When Kylie ordered a Doberman to maul me, tearing my leg apart on the manicured lawn, he just watched and told the guards to stitch me up without anesthesia.
Yet, when he was dying from a gunshot wound and the hospital was out of blood, I was the one who stepped up.
I gave two pints of my blood to save him, hoping he would finally see me.
He didn't.
The moment he was stable, his mother kicked me out of the house, handing me over to social services like unwanted trash.
They didn't realize until the car drove away that the medical file on the table held a secret.
My blood wasn't dirty. The DNA was a 99.9% match.
I wasn't the kidnapper's child. I was his.
When they finally came begging for forgiveness years later, I didn't offer a hug.
I handed them an eviction notice.
Chapter 1
Eliza McCall POV
I realized my mother didn't love me the moment the muzzle of a suppressed rifle pressed against my forehead, and she didn't scream for my life-she screamed for the man holding the gun.
For eight years, we had rotted in a basement in Appalachia, a cage that smelled of mildew and Burt's cheap whiskey.
I thought the explosion that blew the steel door off its hinges was the end.
Dust swirled in the heavy air, choking the dim light of the single bulb swaying above us. Men in black tactical gear flooded the room, silent and lethal.
They weren't police.
Police shout warnings.
These men moved with the synchronized efficiency of reapers.
Burt, the monster who had kept us in a cage since I was four, didn't even have time to reach for his shotgun. One of the soldiers struck him with the butt of a rifle, the wet crack of bone echoing off the concrete walls.
Burt crumpled to the floor, unconscious or dead. I didn't care.
I scrambled backward, pressing my spine against the damp cinder blocks, clutching the silver pendant I had stolen from Burt's stash months ago. It was my only bargaining chip.
"Mama," I whispered, reaching for her hand.
She slapped it away.
It wasn't a panic reaction.
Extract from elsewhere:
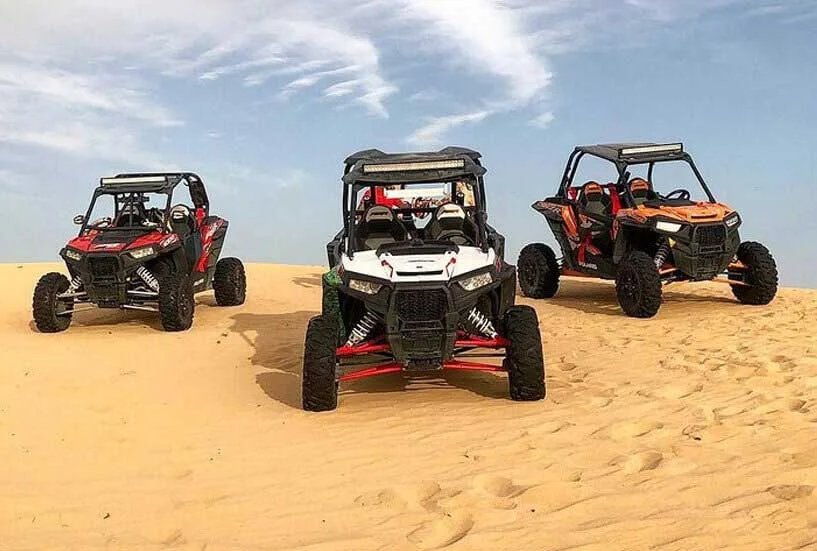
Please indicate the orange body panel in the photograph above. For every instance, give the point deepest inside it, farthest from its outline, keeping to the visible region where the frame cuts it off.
(699, 213)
It was a dismissal.
She was already scrambling to her feet, her eyes fixed on the silhouette filling the doorway.
He stepped into the room, and the atmosphere instantly shifted, sucking the oxygen from the air.
Derek McCall.
I knew his face from the crumpled newspaper clippings Burt had taunted us with. The Underboss. The Dark Prince of the McCall Crime Family.
My father.
He wore a suit that cost more than the house we were trapped in, tailored to fit broad shoulders that carried the weight of a criminal empire.
He didn't look at the blood on the floor. He didn't look at the squalor.
He only looked at her.
"Eleanora," he said. His voice was deep, a rumble that vibrated through the floorboards.
"Derek!"
My mother threw herself at him. She didn't look back at me. Not once.
She buried her face in his chest, sobbing, melting into him as if he were the only solid thing in the universe. He wrapped his arms around her, his expression shifting from cold granite to something possessive, something fierce.
He buried his face in her neck, inhaling her scent, reclaiming his property.
I stood up, my legs shaking. I was twelve years old, malnourished, wearing a stained t-shirt that was three sizes too big.
I took a step forward. "Dad?"
The word hung in the air, fragile as glass.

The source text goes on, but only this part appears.